Al-Sadr and his militia are unpopular among most of Iraq's Shiite majority, and there was no sign that the Shiite public in the south was rallying to their side to launch a wider popular uprising.

But the week's fighting showed a strength that few expected from the al-Mahdi Army.

In a statement Wednesday, Grand Ayatollah Ali al-Husseini al-Sistani, the most powerful Shiite cleric in Iraq, called for an end to the violence by all sides.

Al-Sistani "condemned the methods used by occupation forces in the current escalating situation in Iraq ... and any action that disturbs order and prevents officials from carrying out their duties," the statement said.

There also were signs of sympathy for the Sadr revolt by Sunni insurgents, who have been fighting the U.S.-led occupation for months and have often chided their Shiite countrymen for not joining in.

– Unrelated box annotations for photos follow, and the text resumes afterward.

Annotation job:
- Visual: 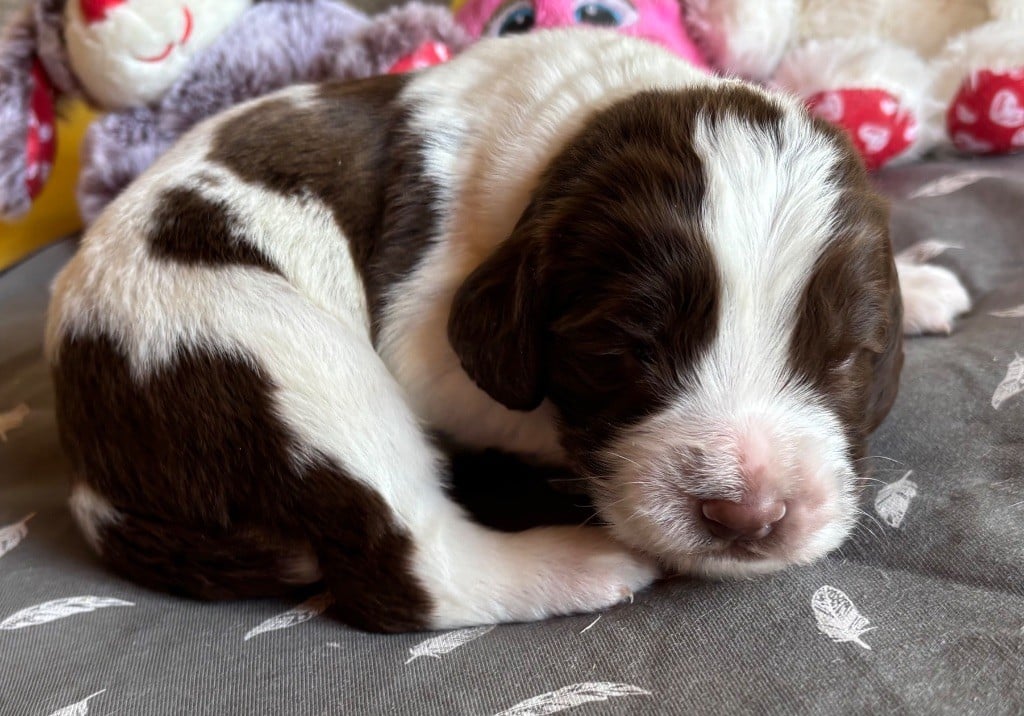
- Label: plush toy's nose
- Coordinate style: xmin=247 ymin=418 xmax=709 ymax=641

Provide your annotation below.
xmin=78 ymin=0 xmax=127 ymax=25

Portraits of al-Sadr and graffiti praising his "valiant uprising" appeared on mosque and government building walls in the Sunni city of Ramadi. Peaceful protests in support of al-Sadr occurred in the northern cities of Mosul and Rashad.

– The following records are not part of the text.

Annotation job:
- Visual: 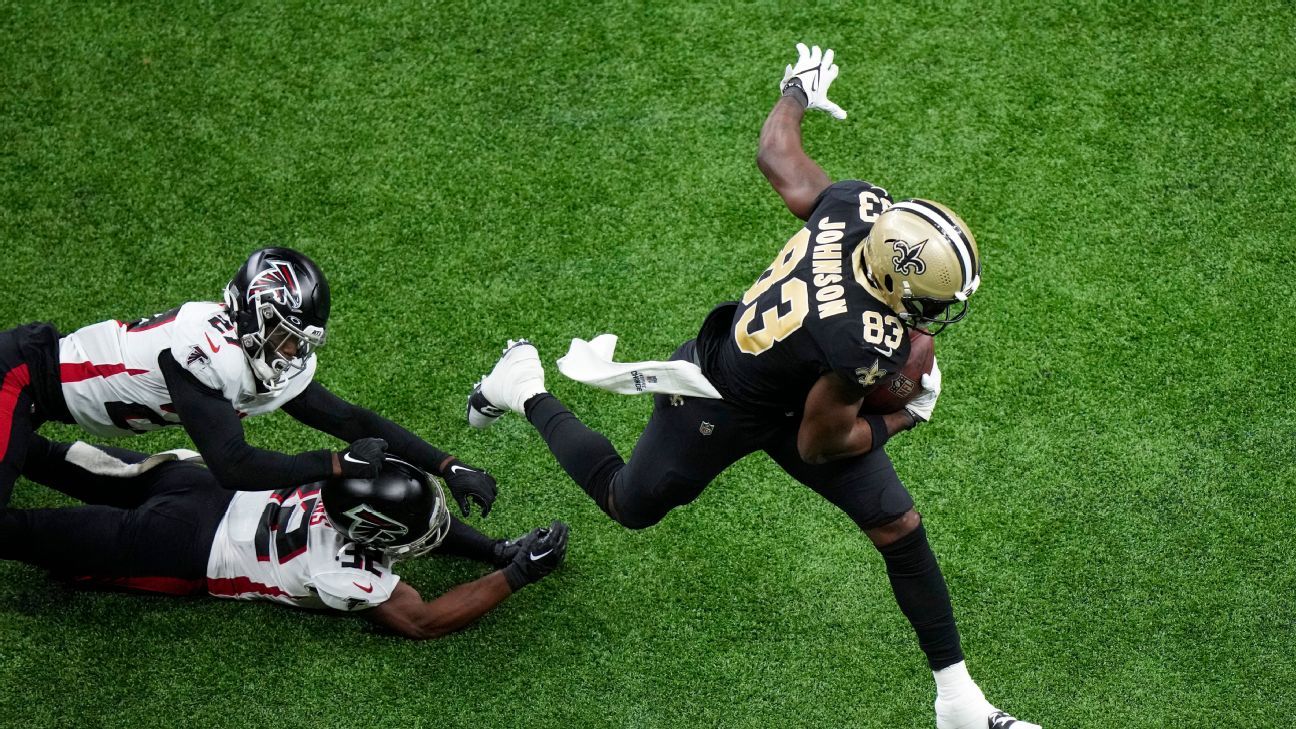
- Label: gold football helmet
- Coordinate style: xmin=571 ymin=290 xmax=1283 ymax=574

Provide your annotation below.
xmin=854 ymin=200 xmax=981 ymax=333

Monday night in Baghdad, al-Sadr gunmen went to a mainly Sunni neighborhood to join with insurgents there in firing on U.S. Humvees -- the only known instance so far of Sunni and Shiite militants joining forces.

The military also announced the deaths of two U.S. soldiers -- one killed in the Sunni Triangle city of Balad, north of Baghdad, on Tuesday, the other on Wednesday in an RPG attack on his convoy in the capital.

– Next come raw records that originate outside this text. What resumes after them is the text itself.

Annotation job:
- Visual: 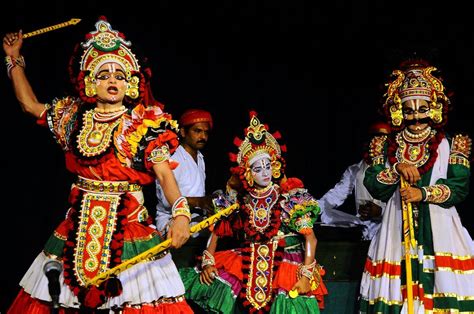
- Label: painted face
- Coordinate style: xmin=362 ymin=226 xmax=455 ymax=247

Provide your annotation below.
xmin=95 ymin=62 xmax=127 ymax=104
xmin=402 ymin=99 xmax=431 ymax=134
xmin=180 ymin=122 xmax=210 ymax=151
xmin=250 ymin=158 xmax=272 ymax=188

Anger was also spreading over the U.S. siege of Fallujah, one of the Sunni insurgents' strongest bastions, west of Baghdad. Iraqis protesting the operation clashed with U.S. troops outside the northern city of Kirkuk in fighting that left eight Iraqis dead and 10 wounded.

The 12 Marines were killed Tuesday in Ramadi, where Maj. Gen. James Mattis, 1st Marine Division commander, said his forces still were fighting insurgents that included Syrian mercenaries.

In Fallujah, dozens of insurgents carrying RPGs and automatic weapons, their faces wrapped in scarves, dug in around an eastern entrance to the city, setting up sandbags. Three Marines have been killed there since Monday, the U.S. military said Wednesday.

Mosque loudspeakers blared calls for jihad, or holy war, and women were seen carrying guns in the streets.

Sixteen children and eight women were reported killed when warplanes struck four houses late Tuesday, said Hatem Samir, a Fallujah Hospital official.

On Tuesday, insurgents opened a new front with the bloody attack in Ramadi. Gunmen hiding in Ramadi's main cemetery opened fire on U.S. patrols, sparking a gunbattle, witnesses said, adding that at least two Iraqis were killed.

Kimmitt called for the surrender of al-Sadr, who is named in an arrest warrant for involvement in the murder of a rival Shiite cleric almost a year ago.

There was no sign, however, that al-Sadr's forces had eased their attacks:

-- Militiamen battled Spanish soldiers in Najaf, and a taxi driver was killed, a hospital official said.

-- Clashes erupted overnight in Baghdad's Sadr City, killing four Iraqis and wounding seven others, doctors said.

-- Militiamen traded fire with Polish troops in Karbala overnight, killing two Iranian tourists, witnesses said.

-- Gunmen attacked a police car Tuesday night in Youssifiya, south of Baghdad, killing two policemen.

With confirmation of the latest deaths, the American death toll since the war was at least 630.